Ministro Flávio Dino decidiu na quinta-feira (19) barrar novas verbas acima do teto e proibir pagamentos retroativos
Os pagamentos acima do teto constitucional no Judiciário já ultrapassam R$ 10 bilhões e registraram crescimento de 43% em apenas um ano, ampliando o impacto fiscal dos chamados “penduricalhos” sobre os cofres públicos. Os dados foram pelo jornal O Globo e detalham a escalada das verbas remuneratórias e indenizatórias que extrapolam o limite previsto na Constituição.
O avanço dessas despesas ocorre apesar da existência do teto do funcionalismo, que fixa como limite máximo o salário dos ministros do Supremo Tribunal Federal (STF), atualmente em R$ 46.366,19. Na prática, gratificações, indenizações e adicionais têm elevado contracheques a valores muito superiores ao limite constitucional, em alguns casos com incidência reduzida ou inexistente de Imposto de Renda.
O crescimento de 43% em um ano evidencia a aceleração dessas despesas e o peso orçamentário das verbas extras pagas a membros do Judiciário e a outros agentes públicos. O montante superior a R$ 10 bilhões reforça o debate sobre o cumprimento efetivo do teto constitucional e os mecanismos de controle desses pagamentos.
☉ STF reage à escalada dos gastos
Diante desse cenário, o ministro Flávio Dino, do STF, decidiu na quinta-feira (19) proibir a aplicação de qualquer nova legislação que autorize parcelas remuneratórias ou indenizatórias acima do teto constitucional. A medida também impede o pagamento de valores retroativos que não tenham sido efetivamente quitados até 5 de fevereiro de 2026.
O ministro determinou ainda que órgãos da União, estados e municípios revisem, no prazo de 60 dias, as verbas pagas a integrantes dos Poderes e servidores públicos. Parcelas sem previsão expressa em lei deverão ser suspensas ao fim desse período. As decisões serão analisadas pelo plenário da Corte na próxima semana.

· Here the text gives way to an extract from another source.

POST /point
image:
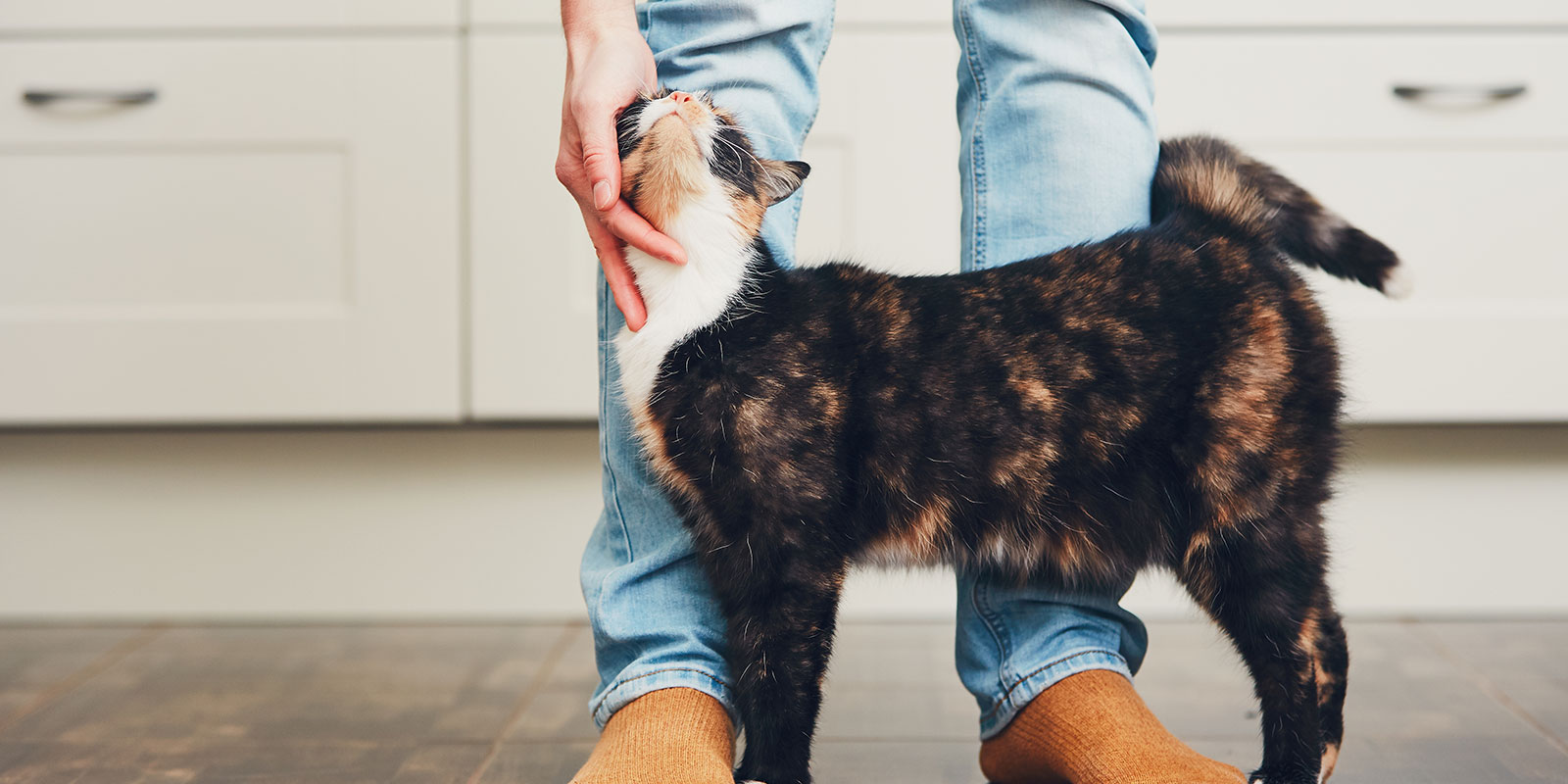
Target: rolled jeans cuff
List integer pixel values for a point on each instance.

☉ Congresso é cobrado a regulamentar o teto
Na decisão, Dino também cobrou do Congresso Nacional a regulamentação do teto remuneratório. Ele afirmou que, se deputados e senadores não cumprirem o dever de legislar sobre o tema, caberá ao próprio Supremo estabelecer um regime transitório.
O ministro ressaltou que o STF já analisou pelo menos 12.925 casos relacionados ao teto do funcionalismo desde o ano 2000. Para ele, não é razoável que o tribunal continue decidindo indefinidamente controvérsias sobre novas modalidades de verbas acima do limite constitucional.
Segundo Dino, a jurisprudência da Corte estabelece que adicionais e gratificações só são legítimos quando previstos em lei específica, vinculados ao interesse público e baseados em critérios objetivos e verificáveis. “A mera utilização de rubricas genéricas não supre essa exigência”, afirmou.
Ao tratar da transparência, o ministro declarou que é “dever básico de quem manuseia dinheiro público” justificar pagamentos elevados. Ele destacou que, para explicar contracheques mensais habituais de R$ 200 mil ou mais, não bastam expressões genéricas como “direitos eventuais”, “direitos pessoais”, “indenizações” ou “remuneração paradigma”.
A escalada dos “penduricalhos”, que já supera R$ 10 bilhões após alta de 43% em um ano, coloca o tema no centro do debate sobre controle de gastos públicos e cumprimento do teto constitucional no país.